Aldus gewezen door Mr. Th. S. Röell, voorzitter, mrs. M. le Belle, S.M. Gaasbeek-Wielinga, M.J.G.H. Verviers, M.W. Schüller, leden, met bijstand van mr. M.A. Hupkes als griffier en uitgesproken ter openbare zitting van 23 maart 2010.
voorzitter griffier
Deze beslissing is in afschrift op 23 maart 2010 per aangetekende brief verzonden aan:
- klager
- verweerder
- de deken van de orde van advocaten in het arrondissement Amsterdam
- de deken van de Nederlandse orde van advocaten.
Van deze beslissing kan ten aanzien van de ongegrond verklaarde onderdelen hoger be-roep worden ingesteld bij het hof van discipline door:
- klager
- verweerder
- de deken van de orde van advocaten in het arrondissement Amsterdam
- de deken van de Nederlandse orde van advocaten
en ten aanzien van de gegrond verklaarde onderdelen door
- verweerder
- de deken van de Nederlandse orde van advocaten
Het hoger beroep moet binnen een termijn van 30 dagen na verzending van de beslis-sing worden ingesteld door middel van indiening van een beroepschrift, waarin de gron-den van het beroep zijn vermeld en van een motivering zijn voorzien. Het beroepschrift moet in zevenvoud worden ingediend tezamen met zes afschriften van de beslissing waarvan beroep.
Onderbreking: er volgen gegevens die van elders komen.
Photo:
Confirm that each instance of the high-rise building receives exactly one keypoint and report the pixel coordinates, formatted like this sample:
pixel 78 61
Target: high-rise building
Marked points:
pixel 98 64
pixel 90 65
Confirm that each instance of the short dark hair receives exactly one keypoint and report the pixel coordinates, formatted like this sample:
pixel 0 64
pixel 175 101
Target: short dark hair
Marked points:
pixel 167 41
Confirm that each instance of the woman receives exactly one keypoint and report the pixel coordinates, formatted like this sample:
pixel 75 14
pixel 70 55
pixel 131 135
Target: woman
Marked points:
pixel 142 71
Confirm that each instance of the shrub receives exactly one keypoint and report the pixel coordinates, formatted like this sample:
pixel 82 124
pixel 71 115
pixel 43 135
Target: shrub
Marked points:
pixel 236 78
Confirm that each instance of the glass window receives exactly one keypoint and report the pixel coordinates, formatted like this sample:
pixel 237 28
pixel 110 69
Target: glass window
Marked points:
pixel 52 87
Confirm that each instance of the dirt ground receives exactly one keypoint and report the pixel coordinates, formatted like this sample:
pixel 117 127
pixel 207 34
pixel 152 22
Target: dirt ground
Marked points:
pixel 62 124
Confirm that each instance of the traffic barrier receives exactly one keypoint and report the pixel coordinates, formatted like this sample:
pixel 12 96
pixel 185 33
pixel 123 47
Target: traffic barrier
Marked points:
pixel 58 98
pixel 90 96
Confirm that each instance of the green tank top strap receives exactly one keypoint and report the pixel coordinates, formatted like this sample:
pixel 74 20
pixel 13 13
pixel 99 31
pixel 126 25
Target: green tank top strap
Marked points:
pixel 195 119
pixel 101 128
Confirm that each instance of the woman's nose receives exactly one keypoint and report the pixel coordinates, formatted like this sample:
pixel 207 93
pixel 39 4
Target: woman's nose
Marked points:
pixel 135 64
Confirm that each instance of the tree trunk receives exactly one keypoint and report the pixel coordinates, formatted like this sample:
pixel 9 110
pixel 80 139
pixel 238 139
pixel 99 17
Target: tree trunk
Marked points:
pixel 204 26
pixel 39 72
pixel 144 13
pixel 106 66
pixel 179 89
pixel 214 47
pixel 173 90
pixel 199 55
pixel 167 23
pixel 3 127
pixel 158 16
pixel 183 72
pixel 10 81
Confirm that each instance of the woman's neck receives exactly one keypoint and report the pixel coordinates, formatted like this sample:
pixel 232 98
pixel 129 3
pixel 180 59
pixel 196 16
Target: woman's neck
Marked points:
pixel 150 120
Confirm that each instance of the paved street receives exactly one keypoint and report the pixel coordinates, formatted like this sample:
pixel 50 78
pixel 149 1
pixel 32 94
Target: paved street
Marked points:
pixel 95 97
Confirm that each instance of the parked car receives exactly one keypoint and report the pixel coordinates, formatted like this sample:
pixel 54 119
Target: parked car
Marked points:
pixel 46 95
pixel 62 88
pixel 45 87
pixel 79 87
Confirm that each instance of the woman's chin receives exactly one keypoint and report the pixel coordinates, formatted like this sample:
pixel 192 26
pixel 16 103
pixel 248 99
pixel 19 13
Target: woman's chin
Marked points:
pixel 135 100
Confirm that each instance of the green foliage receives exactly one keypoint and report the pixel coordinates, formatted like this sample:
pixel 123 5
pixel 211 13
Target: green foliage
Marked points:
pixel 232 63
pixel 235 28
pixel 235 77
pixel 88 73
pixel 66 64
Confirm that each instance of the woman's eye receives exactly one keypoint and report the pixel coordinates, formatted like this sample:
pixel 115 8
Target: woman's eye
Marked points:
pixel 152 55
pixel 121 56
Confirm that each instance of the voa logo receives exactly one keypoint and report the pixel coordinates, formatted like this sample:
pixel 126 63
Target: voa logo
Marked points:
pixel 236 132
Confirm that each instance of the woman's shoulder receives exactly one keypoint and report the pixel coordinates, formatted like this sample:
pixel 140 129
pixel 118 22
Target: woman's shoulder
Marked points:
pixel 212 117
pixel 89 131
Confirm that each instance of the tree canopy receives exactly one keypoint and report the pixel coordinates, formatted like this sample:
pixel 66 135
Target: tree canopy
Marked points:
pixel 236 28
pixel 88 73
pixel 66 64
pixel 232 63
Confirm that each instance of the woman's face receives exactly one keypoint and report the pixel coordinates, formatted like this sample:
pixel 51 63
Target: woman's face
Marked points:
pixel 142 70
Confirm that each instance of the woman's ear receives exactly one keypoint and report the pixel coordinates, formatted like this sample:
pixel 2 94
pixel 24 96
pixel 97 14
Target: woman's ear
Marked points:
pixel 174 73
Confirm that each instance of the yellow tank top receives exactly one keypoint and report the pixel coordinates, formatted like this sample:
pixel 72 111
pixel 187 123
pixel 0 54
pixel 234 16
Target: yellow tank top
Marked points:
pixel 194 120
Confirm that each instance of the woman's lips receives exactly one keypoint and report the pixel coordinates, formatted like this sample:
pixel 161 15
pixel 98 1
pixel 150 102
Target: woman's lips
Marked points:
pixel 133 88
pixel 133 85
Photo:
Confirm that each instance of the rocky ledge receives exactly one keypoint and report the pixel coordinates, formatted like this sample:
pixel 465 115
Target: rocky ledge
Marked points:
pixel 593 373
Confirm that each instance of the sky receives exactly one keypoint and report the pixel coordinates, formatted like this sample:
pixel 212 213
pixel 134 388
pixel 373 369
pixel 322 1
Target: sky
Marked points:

De eerste dag van de termijn van 30 dagen is de dag volgend op de dag van de verzen-ding van de beslissing. Uiterlijk op de dertigste dag van die termijn moet het beroep-schrift dus in het bezit zijn van de griffie van het hof van discipline. Verlenging van de termijn van 30 dagen is niet mogelijk.
De appèlmemorie kan op de volgende wijze worden ingediend bij het hof van discipline:
a. Per post:
Het postadres van de griffie van het hof van discipline is : Postbus132, 4840 AC Prinsenbeek.
b. Bezorging:
De griffie is gevestigd aan het adres Markt 44, 4841 AC Prinsenbeek. Bezorging kan uitsluitend plaatsvinden op de gebruikelijke werkdagen tijdens de gebruike-lijke kantooruren.
c. Per fax:
Het faxnummer van het hof van discipline is 076-548 46 08. Tegelijkertijd met de indiening per fax dienen de originele stukken in het vereiste aantal per post te worden toegezonden aan de griffie van het hof van discipline.